Novel Process for 3D Printing Decellularized Matrices

Summary

This protocol describes the production of polycaprolactone (PCL) filament with embedded polylactic acid (PLA) microspheres which contain decellularized matrices (DM) for 3D printing of structural tissue engineering constructs.

Abstract

3D bioprinting aims to create custom scaffolds that are biologically active and accommodate the desired size and geometry. A thermoplastic backbone can provide mechanical stability similar to native tissue while biologic agents offer compositional cues to progenitor cells, leading to their migration, proliferation, and differentiation to reconstitute the original tissues/organs^1,2. Unfortunately, many 3D printing compatible, bioresorbable polymers (such as polylactic acid, PLA) are printed at temperatures of 210 °C or higher - temperatures that are detrimental to biologics.
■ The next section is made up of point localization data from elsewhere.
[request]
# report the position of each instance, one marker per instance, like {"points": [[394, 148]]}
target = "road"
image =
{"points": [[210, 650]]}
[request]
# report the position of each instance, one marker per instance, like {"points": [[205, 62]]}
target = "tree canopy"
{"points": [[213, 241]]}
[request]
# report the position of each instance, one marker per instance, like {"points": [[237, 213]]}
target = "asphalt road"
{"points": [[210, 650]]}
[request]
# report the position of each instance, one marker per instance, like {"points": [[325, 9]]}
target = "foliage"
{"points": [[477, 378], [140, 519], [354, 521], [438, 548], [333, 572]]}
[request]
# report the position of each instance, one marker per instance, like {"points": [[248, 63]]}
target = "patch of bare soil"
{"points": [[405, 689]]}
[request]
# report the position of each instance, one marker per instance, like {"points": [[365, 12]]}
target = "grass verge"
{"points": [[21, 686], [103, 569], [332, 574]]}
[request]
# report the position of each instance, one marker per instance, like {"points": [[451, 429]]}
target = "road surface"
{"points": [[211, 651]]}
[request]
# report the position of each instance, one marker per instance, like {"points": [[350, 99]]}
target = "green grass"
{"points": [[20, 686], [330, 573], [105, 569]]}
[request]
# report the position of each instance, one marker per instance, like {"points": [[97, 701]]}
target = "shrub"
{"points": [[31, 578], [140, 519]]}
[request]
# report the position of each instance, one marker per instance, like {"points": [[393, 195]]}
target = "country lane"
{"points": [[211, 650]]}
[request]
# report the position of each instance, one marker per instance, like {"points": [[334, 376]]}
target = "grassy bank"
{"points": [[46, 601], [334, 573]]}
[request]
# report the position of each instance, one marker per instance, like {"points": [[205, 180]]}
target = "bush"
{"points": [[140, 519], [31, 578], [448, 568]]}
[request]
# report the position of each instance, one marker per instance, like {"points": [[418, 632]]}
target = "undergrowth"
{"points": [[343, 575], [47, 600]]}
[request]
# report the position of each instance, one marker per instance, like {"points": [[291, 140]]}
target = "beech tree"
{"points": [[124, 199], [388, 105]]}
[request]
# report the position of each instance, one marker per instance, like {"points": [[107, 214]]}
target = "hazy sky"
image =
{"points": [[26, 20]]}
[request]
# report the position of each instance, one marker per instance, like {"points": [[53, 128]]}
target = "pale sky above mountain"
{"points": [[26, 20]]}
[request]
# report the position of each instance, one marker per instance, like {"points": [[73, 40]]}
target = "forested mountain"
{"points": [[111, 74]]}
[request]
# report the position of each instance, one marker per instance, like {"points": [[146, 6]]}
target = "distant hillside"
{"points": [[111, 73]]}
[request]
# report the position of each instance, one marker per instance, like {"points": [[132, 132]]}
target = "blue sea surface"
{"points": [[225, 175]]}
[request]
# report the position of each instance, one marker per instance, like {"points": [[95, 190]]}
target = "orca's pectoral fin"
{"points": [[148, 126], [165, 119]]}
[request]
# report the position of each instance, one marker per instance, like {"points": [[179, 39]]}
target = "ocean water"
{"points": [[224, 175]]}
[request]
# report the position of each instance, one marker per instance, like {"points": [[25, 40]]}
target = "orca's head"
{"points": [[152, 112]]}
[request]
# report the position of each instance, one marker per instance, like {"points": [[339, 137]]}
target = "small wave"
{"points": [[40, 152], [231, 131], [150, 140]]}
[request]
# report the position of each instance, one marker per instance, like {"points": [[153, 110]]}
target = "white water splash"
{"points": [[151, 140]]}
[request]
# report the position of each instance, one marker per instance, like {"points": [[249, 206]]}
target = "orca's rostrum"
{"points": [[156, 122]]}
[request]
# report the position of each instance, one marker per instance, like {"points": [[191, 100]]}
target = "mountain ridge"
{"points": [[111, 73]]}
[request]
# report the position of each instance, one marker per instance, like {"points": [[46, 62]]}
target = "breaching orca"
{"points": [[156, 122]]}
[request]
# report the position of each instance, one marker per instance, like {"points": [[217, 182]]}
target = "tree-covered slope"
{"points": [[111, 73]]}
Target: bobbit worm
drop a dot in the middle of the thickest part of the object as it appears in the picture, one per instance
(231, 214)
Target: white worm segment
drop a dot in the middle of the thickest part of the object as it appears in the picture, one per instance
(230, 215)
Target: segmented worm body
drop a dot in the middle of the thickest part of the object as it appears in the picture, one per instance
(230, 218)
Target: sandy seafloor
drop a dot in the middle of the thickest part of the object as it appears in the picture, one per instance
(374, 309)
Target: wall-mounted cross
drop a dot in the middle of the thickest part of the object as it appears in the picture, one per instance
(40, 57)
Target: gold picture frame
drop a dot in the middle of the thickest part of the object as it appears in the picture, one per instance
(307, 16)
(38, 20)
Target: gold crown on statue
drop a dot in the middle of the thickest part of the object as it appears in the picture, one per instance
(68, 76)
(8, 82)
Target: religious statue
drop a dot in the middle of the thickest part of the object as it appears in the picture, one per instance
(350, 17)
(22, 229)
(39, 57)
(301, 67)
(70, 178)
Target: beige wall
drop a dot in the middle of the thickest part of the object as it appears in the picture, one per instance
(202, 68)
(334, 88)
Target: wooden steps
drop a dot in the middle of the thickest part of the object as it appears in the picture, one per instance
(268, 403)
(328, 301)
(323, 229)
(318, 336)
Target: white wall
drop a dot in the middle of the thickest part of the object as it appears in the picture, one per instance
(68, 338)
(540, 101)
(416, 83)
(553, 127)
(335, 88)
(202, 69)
On the other hand, polycaprolactone (PCL), a different type of polyester, is a bioresorbable, 3D printable material that has a gentler printing temperature of 65 °C. Therefore, it was hypothesized that decellularized extracellular matrix (DM) contained within a thermally protective PLA barrier could be printed within PCL filament and remain in its functional conformation. In this work, osteochondral repair was the application for which the hypothesis was tested. As such, porcine cartilage was decellularized and encapsulated in polylactic acid (PLA) microspheres which were then extruded with polycaprolactone (PCL) into filament to produce 3D constructs via fused deposition modeling. The constructs with or without the microspheres (PLA-DM/PCL and PCL(-), respectively) were evaluated for differences in surface features.

Introduction

Current tissue engineering techniques for clinical applications such as bone, cartilage, tendon, and ligament reconstruction use auto- and allografts to repair damaged tissue. Each of these techniques is performed routinely as a "gold standard" in clinical practice by first harvesting the donor tissue either from the patient or a cadaveric match, and then placing the donor tissue into the defect site². However, these strategies are limited by donor site morbidity, donor site scarcity for large defects, risk of infection, and difficulty finding grafts that match the desired geometry. In addition, studies have shown that allografts used for reconstruction have reduced mechanical and biologic properties when compared with native tissue³. With these considerations in mind, tissue engineers have recently turned to three dimensional (3D) bioprinting to produce custom, complex geometries that are biologically active and designed to accommodate defect size and shape while providing sufficient mechanical properties until biologic remodeling is complete.

Ideally, a 3D-printed scaffold would consist of a polymeric backbone that can retain the required mechanical stability of native tissue while the incorporated biologics offer biochemical cues to surrounding cells, leading to their migration, proliferation, differentiation, and tissue production^2,5. Unfortunately, most constructs that contain biologic components are made with gels or polymers that are too weak to withstand in vivo forces experienced by the targeted tissues for auto/allograft reconstruction. Other polymers such as polylactic acid (PLA) are bioresorbable, 3D printable and structurally sound, but are printed at temperatures at or above 210 °C - making it impossible for biologics to be co-printed during fabrication. Polycaprolactone (PCL) is another FDA-cleared, bioresorbable polymer that can be 3D printed at a lower temperature (65 °C), which has become increasingly popular in fabricating patient-specific implants with complex morphologies^5,6,7,8,9. However, most bioprinters using pneumatic technology make it impossible to print PCL at lower temperatures where biological activities can remain unharmed. To date, the integration of these polymers with auto/allografts into a novel printable biomaterial has yet to be accomplished. In the absence of such a material, a true tissue engineered approach to tissue reconstruction is unlikely. Therefore, we have sought to combine PLA, PCL, and decellularized allograft matrices (DM) to utilize the advantages of each material in order to manufacture a viable construct capable of reconstructing complex tissues. This process would provide the initial mechanical strength necessary to resist in vivo forces and the thermal stability to accommodate additive manufacturing in a construct that induces formation of the desired tissue.

In a recent attempt to address the aforementioned hurdles, we showed that it is feasible to encapsulate decellularized cartilage extracellular matrix within a thermally protective PLA barrier that can be extruded within PCL filaments, maintaining the ability of DM to influence surrounding host cells². This has inspired us to seek clinically effective approaches for tissue reconstruction. In the current study, we utilize the platform technology to build all-in-one scaffolds that include PLA, DM, and PCL (PLA-DM/PCL).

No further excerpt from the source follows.